European Council President Donald Tusk on May 16 hit out at Donald Trump saying he has “rid Europe of all illusions” with his withdrawal of the US from the Iran nuclear deal and trade disputes.
“Looking at the latest decisions of President Trump, someone could even think that with friends like that, who needs enemies?” Tusk told a news conference in Sofia following a summit of EU leaders in the Bulgarian capital. “But frankly speaking, Europe should be grateful for President Trump because thanks to him, we have got rid of all illusions.”
He added: “He has made us realise that, if you need a helping hand, you will find one at the end of your arm.”
Tusk said EU must be united to face “a new phenomenon—the capricious assertiveness of the American administration”.
Although Trump has pulled the US out of the nuclear deal, the other signatories of the multilateral accord—France, Germany, the UK, Russia and China, along with Iran—are searching for practical ways to salvage it. However, this will prove a formidable task given that in three to six months time foreign companies that continue to do business with Iran will be exposed to US sanctions. Tempers may fray if the US gives no quarter as Europe pushes for waivers to shield its companies from the penalties.
The heat is on—May 16 alone saw French energy major Total announce it would not continue with its multi-billion-dollar Iran investment if no waiver was forthcoming, while German insurer Allianz and Danish oil product tanker operator Maersk Tankers said they were winding down their businesses in Iran.

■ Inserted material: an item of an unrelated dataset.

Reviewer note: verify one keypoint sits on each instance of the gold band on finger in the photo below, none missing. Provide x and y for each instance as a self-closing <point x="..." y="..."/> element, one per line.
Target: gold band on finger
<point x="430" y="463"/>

Meanwhile, Joe Kaeser, the CEO of Germany’s Siemens, told CNN his company would not be able to do any new business with Tehran.
In further remarks on the latest situation with the nuclear deal, ISNA reported Iranian President Hassan Rouhani as saying on May 16 that Trump had expected Tehran to walk out on the accord after the US withdrawal.
Tehran had refused to follow that plan and was instead trying to save the deal with its remaining signatories, he reportedly said, adding: “Trump played his first card, but miscalculated the second move... as Iran did not follow that plan.”